月刊「ララ・ライフ」

船越麻央

私が好きなのは……

 私はたまたま訪れた図書館で、一冊の雑誌に目がいった。


 月刊「ララ・ライフ」


 女性向け雑誌のコーナーに置いてあった。そう言えば彼女の部屋でも見たような気がする。

 内容はファッションや美容が中心の月刊誌だ。


 その雑誌を見て、私は彼女に無性に会いたくなった。

 そこでその夜、彼女の部屋を訪ねた。

 テーブルの上に例の「ララ・ライフ」があった。


「久しぶりね」

 彼女はお茶を入れながら屈託なく言う。

「うん、久しぶり」

「元気だった?」

「まあまあかな」

「相変わらず仕事忙しいの?」

「まあまあかな」

「ふふ、そればっかり」


 会話が途切れた。私は彼女に入れてもらったお茶を飲みながら、次に話すことを考えていた。


「ねえ」

 私は口を開いた。

「なに?」

「私のこと怒ってる?」

「そんな……急に何を言い出すの」

 彼女は困惑している。


 でも、私ははっきりさせたかった。


「私ね……あなたから彼をとったわけじゃないんだ」

「…………」

「彼からあなたをとったの」

「ど、どういうこと?」

 彼女は驚いて私を見つめた。


「ごめんね、急にヘンなこと言って。

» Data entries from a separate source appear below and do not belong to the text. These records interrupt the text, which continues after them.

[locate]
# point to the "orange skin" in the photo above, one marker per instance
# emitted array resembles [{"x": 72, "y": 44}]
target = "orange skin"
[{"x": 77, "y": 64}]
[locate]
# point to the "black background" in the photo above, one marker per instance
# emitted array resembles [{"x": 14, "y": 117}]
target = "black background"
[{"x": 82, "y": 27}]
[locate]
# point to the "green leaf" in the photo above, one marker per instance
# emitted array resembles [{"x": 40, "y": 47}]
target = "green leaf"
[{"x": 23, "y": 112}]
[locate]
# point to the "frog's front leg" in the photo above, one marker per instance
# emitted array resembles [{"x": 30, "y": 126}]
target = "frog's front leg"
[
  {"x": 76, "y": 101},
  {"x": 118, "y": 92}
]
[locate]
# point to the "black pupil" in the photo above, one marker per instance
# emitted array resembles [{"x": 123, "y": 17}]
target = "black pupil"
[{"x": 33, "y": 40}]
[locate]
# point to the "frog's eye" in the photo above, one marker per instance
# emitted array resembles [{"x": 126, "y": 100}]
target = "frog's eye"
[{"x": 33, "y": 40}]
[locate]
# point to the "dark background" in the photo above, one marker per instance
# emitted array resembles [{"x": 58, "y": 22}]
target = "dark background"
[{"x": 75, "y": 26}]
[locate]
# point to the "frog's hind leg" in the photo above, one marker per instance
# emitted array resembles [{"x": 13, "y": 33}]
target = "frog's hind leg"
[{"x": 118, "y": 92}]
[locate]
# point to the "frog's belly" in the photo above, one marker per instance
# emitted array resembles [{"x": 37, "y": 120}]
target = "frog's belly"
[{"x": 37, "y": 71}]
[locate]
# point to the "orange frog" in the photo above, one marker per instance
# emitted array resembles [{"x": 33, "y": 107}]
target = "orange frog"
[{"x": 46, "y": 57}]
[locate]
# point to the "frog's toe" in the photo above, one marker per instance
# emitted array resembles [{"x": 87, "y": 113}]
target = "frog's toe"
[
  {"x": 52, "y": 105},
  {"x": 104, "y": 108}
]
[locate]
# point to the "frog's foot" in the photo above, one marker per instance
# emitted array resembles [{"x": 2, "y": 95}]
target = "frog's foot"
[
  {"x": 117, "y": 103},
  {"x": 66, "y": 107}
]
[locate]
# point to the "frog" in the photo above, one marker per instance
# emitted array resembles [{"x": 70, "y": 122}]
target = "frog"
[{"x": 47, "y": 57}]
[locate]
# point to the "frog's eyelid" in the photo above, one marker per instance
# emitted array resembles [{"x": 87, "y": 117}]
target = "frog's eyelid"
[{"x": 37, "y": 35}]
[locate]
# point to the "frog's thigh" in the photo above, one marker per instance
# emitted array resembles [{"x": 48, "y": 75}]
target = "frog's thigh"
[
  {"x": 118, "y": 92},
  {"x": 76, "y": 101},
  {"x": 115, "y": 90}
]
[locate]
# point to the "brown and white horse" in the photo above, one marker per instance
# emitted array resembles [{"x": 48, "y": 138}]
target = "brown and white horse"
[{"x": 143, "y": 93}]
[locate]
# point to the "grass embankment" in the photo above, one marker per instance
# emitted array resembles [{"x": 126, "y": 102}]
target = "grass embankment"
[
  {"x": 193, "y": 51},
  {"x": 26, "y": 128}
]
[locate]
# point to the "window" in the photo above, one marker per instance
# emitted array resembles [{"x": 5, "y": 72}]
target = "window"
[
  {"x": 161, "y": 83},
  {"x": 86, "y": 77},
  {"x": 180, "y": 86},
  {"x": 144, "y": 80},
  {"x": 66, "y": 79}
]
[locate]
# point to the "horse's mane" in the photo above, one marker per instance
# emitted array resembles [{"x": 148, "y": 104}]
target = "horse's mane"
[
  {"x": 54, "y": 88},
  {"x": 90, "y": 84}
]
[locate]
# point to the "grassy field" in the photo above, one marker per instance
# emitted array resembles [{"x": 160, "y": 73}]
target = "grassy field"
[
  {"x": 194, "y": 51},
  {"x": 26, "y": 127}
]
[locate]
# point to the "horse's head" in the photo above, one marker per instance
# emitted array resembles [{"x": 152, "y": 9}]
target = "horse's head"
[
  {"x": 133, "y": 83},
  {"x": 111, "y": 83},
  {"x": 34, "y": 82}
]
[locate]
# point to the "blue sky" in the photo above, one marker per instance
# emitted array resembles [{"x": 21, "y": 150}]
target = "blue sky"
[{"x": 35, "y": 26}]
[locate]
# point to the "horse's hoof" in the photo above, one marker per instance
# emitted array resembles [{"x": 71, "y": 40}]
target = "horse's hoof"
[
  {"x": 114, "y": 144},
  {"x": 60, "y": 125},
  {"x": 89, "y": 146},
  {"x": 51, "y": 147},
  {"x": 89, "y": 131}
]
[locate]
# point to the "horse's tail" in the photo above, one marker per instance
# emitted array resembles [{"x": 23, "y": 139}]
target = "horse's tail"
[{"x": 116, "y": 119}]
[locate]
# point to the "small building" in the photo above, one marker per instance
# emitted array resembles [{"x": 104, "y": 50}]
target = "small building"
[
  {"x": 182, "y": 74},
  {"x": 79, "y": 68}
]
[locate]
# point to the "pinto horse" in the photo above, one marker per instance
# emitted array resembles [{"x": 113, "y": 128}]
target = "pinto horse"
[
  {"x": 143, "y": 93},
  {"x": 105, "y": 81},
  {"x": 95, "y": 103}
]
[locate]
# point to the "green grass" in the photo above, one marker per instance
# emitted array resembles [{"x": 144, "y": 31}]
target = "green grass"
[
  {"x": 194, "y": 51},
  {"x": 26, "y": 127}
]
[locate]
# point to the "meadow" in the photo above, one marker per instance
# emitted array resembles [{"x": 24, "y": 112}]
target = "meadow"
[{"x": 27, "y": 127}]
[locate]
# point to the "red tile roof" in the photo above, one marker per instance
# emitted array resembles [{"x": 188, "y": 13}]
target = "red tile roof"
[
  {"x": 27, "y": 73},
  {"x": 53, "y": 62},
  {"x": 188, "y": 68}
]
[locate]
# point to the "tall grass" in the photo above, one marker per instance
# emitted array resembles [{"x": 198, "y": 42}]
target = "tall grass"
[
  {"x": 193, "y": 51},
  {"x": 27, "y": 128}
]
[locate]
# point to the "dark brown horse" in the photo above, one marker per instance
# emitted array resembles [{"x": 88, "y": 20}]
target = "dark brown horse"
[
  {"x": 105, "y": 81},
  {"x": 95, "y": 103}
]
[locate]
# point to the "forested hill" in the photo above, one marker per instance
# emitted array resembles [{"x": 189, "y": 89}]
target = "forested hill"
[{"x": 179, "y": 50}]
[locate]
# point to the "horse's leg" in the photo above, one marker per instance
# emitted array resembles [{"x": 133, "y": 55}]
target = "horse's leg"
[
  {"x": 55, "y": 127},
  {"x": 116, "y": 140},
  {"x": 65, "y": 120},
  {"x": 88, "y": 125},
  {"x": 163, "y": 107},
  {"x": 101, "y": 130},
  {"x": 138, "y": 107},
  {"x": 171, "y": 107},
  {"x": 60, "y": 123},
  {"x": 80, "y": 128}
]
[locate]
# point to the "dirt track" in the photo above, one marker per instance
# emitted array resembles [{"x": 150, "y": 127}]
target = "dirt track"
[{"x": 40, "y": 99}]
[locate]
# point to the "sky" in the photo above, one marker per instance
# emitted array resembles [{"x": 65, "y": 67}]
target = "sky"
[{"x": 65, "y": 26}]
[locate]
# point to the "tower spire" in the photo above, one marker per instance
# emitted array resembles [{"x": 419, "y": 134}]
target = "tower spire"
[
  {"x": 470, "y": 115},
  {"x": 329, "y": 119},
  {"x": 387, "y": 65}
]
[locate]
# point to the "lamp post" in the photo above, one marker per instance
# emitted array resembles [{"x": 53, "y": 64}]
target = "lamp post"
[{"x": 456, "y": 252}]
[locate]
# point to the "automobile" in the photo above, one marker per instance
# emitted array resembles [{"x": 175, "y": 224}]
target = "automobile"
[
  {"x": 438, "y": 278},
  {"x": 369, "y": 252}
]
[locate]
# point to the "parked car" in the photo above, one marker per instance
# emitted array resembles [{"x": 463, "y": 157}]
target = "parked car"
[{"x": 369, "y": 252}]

でもあなたの誤解を解きたかったんだ。彼とは何もないの。ほんとよ。怒らないで聞いて。私が好きなのは……私が好きなのは、あなたなの!」


 私はほとばしる想いを一気に伝えた。

 彼女は固まっている。


 私はテーブルの上の「ララ・ライフ」に目がいった。確か占いのコーナーがあったはずだ。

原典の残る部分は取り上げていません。